Gas prices across several Southern California counties, including Los Angeles, Orange, Riverside, and San Bernardino, have displayed a mixed pattern recently. Some areas are experiencing continued price decreases, while others have seen slight increases, reflecting a volatile market.

Regional Price Trends

Los Angeles County

In Los Angeles County, the average price for self-serve regular gasoline has declined for six consecutive days. On Tuesday, the price dropped by four-tenths of a cent to $5.985 per gallon. This marks the longest downward trend since December.

Over the past six days, the average price in Los Angeles County has fallen by 6.3 cents. While this is 6.3 cents lower than a week ago, it remains 42.3 cents above the price from a month ago and $1.11 higher than a year ago. The current average is 50.9 cents below the record high of $6.494 set in October 2022.

Orange County

The six-day streak of declines in Orange County ended with a slight increase of six-tenths of a cent, bringing the average price to $5.903 per gallon. This price is 7.6 cents lower than a week ago but 37.3 cents higher than a month ago and $1.093 more than a year ago.

Riverside and San Bernardino Counties

Riverside County saw its average price decrease by eight-tenths of a cent to $5.824 per gallon, following a four-day decline. The current average is 5.6 cents less than last week but 37.5 cents more than a month ago and $1.072 higher than a year ago.

San Bernardino County also experienced a decrease of seven-tenths of a cent, with the average price reaching $5.814 per gallon. Despite this weekly drop, prices remain significantly higher than monthly and yearly averages, with an increase of $1.17 from the previous year.

Factors Influencing Price Volatility

Geopolitical Tensions and Supply Disruptions

The fluctuating gas prices are largely attributed to a complex interplay of global events. Geopolitical tensions, including the U.S./Israel joint attack on Iran on February 28, 2026, initially sent oil prices higher, impacting local gasoline costs. A subsequent cease-fire announcement led to a brief price dip.

However, renewed escalation of tensions following the breakdown of peace talks has contributed to price increases. Patrick De Haan, head of petroleum analysis at GasBuddy, warned that the potential blockade of the Strait of Hormuz could further disrupt global oil supplies and lead to significant price hikes.

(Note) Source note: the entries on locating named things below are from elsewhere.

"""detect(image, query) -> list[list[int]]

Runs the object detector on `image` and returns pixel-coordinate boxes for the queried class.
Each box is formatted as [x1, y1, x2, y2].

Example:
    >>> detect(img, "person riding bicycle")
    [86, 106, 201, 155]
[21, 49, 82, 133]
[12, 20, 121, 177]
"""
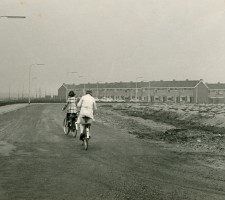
[63, 90, 77, 129]
[77, 90, 97, 140]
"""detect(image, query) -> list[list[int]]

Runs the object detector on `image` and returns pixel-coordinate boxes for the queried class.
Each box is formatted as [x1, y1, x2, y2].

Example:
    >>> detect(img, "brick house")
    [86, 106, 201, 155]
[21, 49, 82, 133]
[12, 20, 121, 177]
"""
[58, 80, 209, 103]
[207, 83, 225, 103]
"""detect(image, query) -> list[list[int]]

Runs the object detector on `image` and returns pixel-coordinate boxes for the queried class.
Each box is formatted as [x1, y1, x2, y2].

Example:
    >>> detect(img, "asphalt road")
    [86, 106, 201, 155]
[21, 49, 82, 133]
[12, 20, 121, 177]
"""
[0, 104, 225, 200]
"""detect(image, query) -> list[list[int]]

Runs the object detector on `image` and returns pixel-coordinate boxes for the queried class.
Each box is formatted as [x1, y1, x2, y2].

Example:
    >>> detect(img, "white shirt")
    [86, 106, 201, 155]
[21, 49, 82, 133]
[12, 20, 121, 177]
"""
[77, 94, 97, 119]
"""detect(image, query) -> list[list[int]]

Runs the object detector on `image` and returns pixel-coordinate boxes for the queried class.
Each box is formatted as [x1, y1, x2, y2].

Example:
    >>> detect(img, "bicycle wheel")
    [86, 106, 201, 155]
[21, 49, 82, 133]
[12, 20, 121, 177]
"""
[84, 137, 88, 151]
[63, 118, 70, 135]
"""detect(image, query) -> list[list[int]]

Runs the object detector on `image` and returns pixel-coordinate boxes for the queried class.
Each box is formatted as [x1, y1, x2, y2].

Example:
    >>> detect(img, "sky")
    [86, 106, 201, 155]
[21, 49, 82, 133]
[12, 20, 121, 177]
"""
[0, 0, 225, 97]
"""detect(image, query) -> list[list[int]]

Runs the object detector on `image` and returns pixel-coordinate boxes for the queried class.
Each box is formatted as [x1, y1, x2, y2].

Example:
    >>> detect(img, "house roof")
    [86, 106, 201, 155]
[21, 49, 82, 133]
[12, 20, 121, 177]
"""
[64, 80, 202, 89]
[207, 83, 225, 90]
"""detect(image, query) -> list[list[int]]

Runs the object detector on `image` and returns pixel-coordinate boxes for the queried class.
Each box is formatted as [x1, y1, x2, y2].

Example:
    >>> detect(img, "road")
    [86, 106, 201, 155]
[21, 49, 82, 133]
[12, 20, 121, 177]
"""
[0, 104, 225, 200]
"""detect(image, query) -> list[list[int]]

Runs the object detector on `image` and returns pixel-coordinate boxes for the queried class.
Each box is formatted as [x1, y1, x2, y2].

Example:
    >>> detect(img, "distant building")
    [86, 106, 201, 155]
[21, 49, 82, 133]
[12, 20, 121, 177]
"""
[207, 83, 225, 103]
[58, 79, 209, 103]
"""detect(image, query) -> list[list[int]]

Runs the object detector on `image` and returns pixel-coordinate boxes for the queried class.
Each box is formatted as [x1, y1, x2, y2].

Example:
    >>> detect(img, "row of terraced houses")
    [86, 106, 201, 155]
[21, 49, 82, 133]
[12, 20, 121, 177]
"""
[58, 79, 225, 104]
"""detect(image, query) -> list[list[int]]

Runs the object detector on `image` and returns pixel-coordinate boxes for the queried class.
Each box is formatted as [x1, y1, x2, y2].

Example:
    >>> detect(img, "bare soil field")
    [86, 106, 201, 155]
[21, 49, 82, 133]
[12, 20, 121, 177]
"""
[98, 104, 225, 169]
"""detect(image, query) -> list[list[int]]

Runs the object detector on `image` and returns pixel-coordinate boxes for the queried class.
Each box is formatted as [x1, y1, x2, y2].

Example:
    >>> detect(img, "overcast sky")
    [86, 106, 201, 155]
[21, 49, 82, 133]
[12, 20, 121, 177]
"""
[0, 0, 225, 96]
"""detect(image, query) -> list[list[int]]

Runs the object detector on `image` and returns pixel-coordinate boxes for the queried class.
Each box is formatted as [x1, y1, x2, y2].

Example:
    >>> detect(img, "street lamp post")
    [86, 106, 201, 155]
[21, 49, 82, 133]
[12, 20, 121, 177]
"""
[135, 76, 143, 101]
[28, 63, 45, 104]
[67, 72, 77, 84]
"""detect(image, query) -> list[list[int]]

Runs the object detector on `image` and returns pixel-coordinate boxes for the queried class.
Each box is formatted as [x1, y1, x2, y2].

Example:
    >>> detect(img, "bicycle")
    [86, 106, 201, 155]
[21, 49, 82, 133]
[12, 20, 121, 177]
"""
[82, 116, 92, 150]
[63, 113, 78, 137]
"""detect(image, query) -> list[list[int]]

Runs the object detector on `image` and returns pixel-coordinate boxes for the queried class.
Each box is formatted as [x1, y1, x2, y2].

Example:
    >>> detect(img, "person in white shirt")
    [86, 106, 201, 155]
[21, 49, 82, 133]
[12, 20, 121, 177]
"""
[77, 90, 97, 140]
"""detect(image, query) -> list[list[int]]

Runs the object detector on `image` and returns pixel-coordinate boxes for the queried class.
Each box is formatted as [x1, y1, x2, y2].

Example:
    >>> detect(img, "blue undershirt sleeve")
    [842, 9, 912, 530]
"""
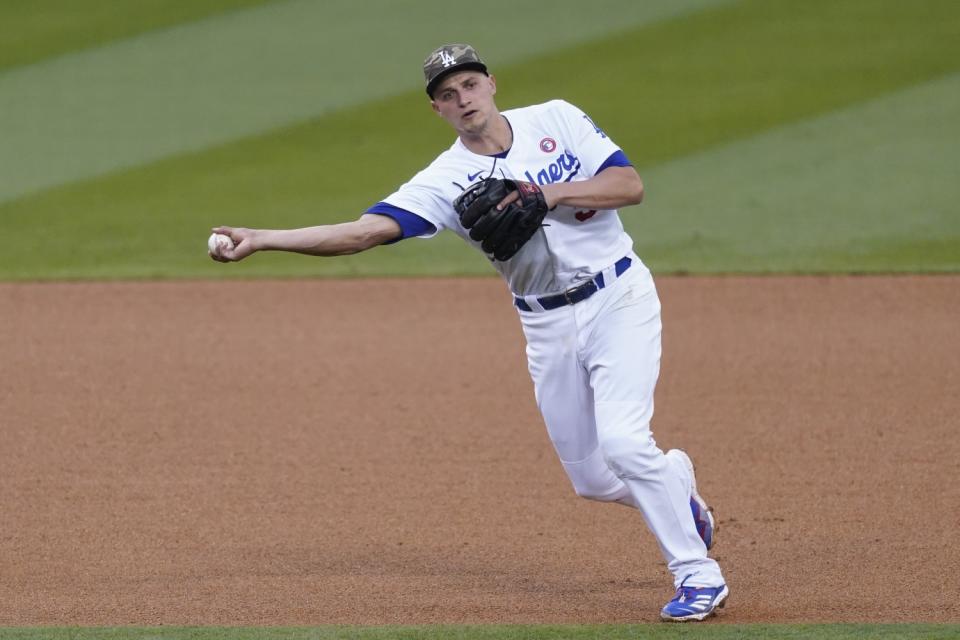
[366, 202, 437, 244]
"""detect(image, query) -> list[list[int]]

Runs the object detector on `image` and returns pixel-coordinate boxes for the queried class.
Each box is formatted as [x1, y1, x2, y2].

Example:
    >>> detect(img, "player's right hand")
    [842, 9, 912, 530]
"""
[210, 227, 257, 262]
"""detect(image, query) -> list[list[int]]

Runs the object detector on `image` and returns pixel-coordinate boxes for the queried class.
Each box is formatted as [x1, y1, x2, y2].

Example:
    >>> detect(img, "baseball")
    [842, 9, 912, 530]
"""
[207, 233, 233, 256]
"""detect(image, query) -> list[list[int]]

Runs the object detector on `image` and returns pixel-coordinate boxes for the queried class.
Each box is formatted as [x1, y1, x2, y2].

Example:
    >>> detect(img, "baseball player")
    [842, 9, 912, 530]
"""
[211, 44, 729, 621]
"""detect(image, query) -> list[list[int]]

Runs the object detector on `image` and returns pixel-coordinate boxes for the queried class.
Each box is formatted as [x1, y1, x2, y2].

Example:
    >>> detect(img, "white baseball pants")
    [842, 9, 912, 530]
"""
[519, 256, 724, 587]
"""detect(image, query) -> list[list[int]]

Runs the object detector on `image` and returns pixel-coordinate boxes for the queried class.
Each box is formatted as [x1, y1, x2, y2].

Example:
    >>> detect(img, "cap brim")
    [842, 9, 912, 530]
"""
[427, 62, 490, 98]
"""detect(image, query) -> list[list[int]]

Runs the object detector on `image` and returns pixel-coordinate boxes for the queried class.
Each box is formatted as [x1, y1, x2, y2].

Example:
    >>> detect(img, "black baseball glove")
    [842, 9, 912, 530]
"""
[453, 178, 547, 261]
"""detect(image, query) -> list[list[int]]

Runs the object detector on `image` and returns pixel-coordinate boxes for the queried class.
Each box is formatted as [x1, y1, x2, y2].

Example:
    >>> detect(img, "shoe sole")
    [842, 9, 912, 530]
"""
[670, 449, 720, 551]
[660, 587, 730, 622]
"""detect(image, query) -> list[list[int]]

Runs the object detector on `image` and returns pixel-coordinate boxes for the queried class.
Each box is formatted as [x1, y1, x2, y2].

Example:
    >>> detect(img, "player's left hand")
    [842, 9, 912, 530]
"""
[453, 178, 549, 261]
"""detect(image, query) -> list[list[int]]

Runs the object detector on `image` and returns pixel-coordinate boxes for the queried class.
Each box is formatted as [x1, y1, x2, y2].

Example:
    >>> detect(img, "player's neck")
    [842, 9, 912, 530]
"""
[460, 113, 513, 156]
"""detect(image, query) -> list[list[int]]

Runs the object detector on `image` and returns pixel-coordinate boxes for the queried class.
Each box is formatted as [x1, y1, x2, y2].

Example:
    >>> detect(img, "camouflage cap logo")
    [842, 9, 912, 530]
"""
[423, 44, 487, 97]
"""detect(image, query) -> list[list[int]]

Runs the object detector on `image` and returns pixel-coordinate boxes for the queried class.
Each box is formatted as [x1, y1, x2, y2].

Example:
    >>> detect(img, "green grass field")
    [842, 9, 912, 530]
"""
[0, 0, 960, 279]
[0, 0, 960, 640]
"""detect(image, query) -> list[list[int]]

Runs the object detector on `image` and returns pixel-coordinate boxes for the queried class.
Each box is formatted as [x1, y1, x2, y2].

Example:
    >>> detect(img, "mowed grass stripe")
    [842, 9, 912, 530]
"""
[623, 74, 960, 272]
[0, 0, 960, 279]
[0, 0, 276, 72]
[502, 0, 960, 168]
[0, 0, 728, 202]
[0, 622, 960, 640]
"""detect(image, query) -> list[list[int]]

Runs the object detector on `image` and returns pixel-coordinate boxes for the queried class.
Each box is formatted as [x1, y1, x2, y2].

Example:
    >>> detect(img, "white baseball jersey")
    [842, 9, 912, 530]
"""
[368, 100, 639, 296]
[368, 100, 724, 587]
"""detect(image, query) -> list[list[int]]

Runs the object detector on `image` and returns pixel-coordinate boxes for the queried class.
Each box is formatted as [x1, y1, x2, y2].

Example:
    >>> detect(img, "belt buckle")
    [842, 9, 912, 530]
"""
[563, 280, 593, 304]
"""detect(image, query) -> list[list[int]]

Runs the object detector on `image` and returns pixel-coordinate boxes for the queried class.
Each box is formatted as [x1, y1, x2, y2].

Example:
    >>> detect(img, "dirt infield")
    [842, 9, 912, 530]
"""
[0, 276, 960, 626]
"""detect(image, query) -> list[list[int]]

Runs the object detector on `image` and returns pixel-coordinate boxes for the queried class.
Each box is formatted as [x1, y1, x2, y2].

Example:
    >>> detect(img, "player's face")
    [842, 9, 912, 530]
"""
[430, 71, 497, 135]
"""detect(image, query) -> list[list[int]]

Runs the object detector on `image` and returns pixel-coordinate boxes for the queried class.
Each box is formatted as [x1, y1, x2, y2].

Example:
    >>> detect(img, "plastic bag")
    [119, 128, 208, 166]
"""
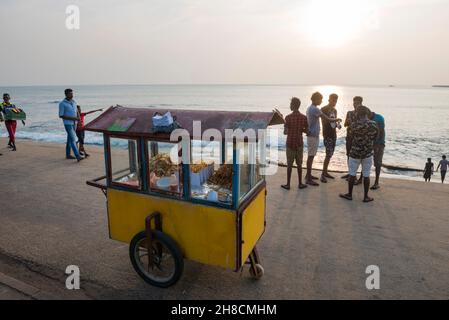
[153, 112, 173, 127]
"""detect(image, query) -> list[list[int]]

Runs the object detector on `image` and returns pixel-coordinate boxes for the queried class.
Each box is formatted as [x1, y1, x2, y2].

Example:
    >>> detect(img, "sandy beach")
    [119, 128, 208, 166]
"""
[0, 139, 449, 300]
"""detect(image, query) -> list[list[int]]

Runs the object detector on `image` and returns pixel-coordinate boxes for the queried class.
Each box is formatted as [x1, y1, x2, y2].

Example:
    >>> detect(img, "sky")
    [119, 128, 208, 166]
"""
[0, 0, 449, 86]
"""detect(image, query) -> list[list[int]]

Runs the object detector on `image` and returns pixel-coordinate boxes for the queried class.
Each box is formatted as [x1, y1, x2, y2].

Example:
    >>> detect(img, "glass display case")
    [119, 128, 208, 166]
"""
[147, 141, 183, 197]
[109, 137, 142, 189]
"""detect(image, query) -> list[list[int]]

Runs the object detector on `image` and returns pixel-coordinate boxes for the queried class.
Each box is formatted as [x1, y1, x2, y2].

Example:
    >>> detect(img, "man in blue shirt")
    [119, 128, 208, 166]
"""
[59, 89, 83, 162]
[371, 112, 385, 190]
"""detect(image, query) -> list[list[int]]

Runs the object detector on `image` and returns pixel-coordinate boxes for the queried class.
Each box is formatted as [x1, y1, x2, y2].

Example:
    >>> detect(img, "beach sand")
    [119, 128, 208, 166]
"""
[0, 139, 449, 299]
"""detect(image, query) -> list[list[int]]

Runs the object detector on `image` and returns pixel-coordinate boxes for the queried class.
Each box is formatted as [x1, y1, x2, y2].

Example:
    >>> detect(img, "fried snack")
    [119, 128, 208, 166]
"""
[191, 161, 207, 173]
[149, 153, 176, 177]
[209, 164, 232, 190]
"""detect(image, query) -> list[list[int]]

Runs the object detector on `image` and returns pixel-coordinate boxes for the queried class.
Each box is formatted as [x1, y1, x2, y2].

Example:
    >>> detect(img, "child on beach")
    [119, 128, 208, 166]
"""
[76, 105, 103, 157]
[424, 158, 434, 182]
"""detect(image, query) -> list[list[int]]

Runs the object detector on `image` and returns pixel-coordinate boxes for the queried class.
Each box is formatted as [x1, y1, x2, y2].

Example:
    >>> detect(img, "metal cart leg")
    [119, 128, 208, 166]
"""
[247, 247, 264, 279]
[145, 212, 162, 270]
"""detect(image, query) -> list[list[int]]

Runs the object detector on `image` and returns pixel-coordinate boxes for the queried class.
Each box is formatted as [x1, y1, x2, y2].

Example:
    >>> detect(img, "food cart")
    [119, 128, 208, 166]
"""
[86, 106, 283, 287]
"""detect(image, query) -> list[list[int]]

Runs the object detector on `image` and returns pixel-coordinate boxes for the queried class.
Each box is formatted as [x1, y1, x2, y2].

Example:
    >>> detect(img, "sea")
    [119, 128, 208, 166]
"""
[0, 85, 449, 179]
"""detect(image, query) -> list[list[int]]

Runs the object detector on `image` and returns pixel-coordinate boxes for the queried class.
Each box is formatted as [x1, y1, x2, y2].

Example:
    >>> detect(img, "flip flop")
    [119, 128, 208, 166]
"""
[340, 193, 352, 201]
[306, 180, 319, 187]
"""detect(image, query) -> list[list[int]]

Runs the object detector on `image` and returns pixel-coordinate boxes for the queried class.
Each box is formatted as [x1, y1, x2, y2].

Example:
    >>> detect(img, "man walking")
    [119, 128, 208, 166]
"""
[306, 92, 340, 186]
[371, 112, 385, 190]
[437, 156, 449, 183]
[321, 93, 339, 183]
[59, 89, 83, 162]
[340, 106, 378, 202]
[281, 97, 308, 190]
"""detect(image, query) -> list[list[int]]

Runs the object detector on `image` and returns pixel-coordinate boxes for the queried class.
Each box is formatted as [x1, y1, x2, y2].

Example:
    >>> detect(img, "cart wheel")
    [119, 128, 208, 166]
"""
[249, 263, 265, 280]
[129, 230, 184, 288]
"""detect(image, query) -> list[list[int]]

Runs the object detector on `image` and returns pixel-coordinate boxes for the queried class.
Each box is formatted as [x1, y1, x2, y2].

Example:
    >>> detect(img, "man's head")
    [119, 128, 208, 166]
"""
[3, 93, 11, 103]
[329, 93, 338, 108]
[290, 97, 301, 111]
[353, 96, 363, 109]
[64, 89, 73, 100]
[311, 92, 323, 106]
[356, 106, 371, 120]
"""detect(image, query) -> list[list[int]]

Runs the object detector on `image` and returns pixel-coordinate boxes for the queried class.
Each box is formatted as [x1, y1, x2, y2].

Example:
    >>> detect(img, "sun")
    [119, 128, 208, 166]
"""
[302, 0, 364, 47]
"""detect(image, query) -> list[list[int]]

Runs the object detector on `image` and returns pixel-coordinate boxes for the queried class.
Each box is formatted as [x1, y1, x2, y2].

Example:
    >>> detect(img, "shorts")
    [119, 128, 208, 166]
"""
[346, 137, 352, 157]
[76, 130, 85, 144]
[307, 137, 320, 157]
[324, 137, 337, 158]
[374, 144, 385, 168]
[348, 156, 373, 178]
[287, 146, 303, 167]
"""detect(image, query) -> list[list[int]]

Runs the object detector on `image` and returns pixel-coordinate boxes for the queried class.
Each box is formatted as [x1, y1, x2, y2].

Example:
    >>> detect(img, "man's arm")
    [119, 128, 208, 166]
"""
[344, 112, 349, 127]
[318, 110, 341, 122]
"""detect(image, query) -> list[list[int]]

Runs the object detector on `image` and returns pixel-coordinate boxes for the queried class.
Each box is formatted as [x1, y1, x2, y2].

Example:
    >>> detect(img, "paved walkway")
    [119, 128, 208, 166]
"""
[0, 139, 449, 299]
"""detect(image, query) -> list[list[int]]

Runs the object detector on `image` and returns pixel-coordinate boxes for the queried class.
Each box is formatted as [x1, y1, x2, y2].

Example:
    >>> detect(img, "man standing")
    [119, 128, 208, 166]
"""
[306, 92, 340, 186]
[371, 112, 385, 190]
[321, 93, 338, 183]
[59, 89, 83, 162]
[340, 106, 378, 202]
[341, 96, 363, 179]
[437, 156, 449, 183]
[0, 93, 25, 151]
[281, 97, 308, 190]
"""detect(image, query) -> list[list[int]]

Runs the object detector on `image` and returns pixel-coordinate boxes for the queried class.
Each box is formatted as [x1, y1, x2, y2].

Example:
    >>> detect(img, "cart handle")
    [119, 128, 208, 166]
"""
[86, 176, 107, 195]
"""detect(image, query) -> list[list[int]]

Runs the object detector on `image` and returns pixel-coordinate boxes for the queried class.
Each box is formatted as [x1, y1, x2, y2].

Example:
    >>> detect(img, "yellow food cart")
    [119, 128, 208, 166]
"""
[86, 106, 283, 287]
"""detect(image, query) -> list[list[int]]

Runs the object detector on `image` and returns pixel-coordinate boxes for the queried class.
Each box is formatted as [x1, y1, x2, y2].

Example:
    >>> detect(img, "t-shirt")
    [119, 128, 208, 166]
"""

National Average and Expert Outlook

The national average price for gasoline also saw a decrease, dropping seven-tenths of a cent to $4.118 per gallon. This nationwide trend reflects the broader market dynamics influenced by global events.

De Haan noted that while President Trump's cease-fire announcement initially eased prices, the current instability stems from the breakdown in peace talks and the heightened risk to oil supply routes. The market's sensitivity to conflict and supply chain issues remains a key driver of gasoline prices.

Conclusion

The current gasoline price instability in Southern California and nationwide is a result of multiple factors, primarily geopolitical events and supply chain vulnerabilities. The trajectory of prices will heavily depend on the evolution of international relations and the stability of global oil supplies, particularly concerning the Strait of Hormuz.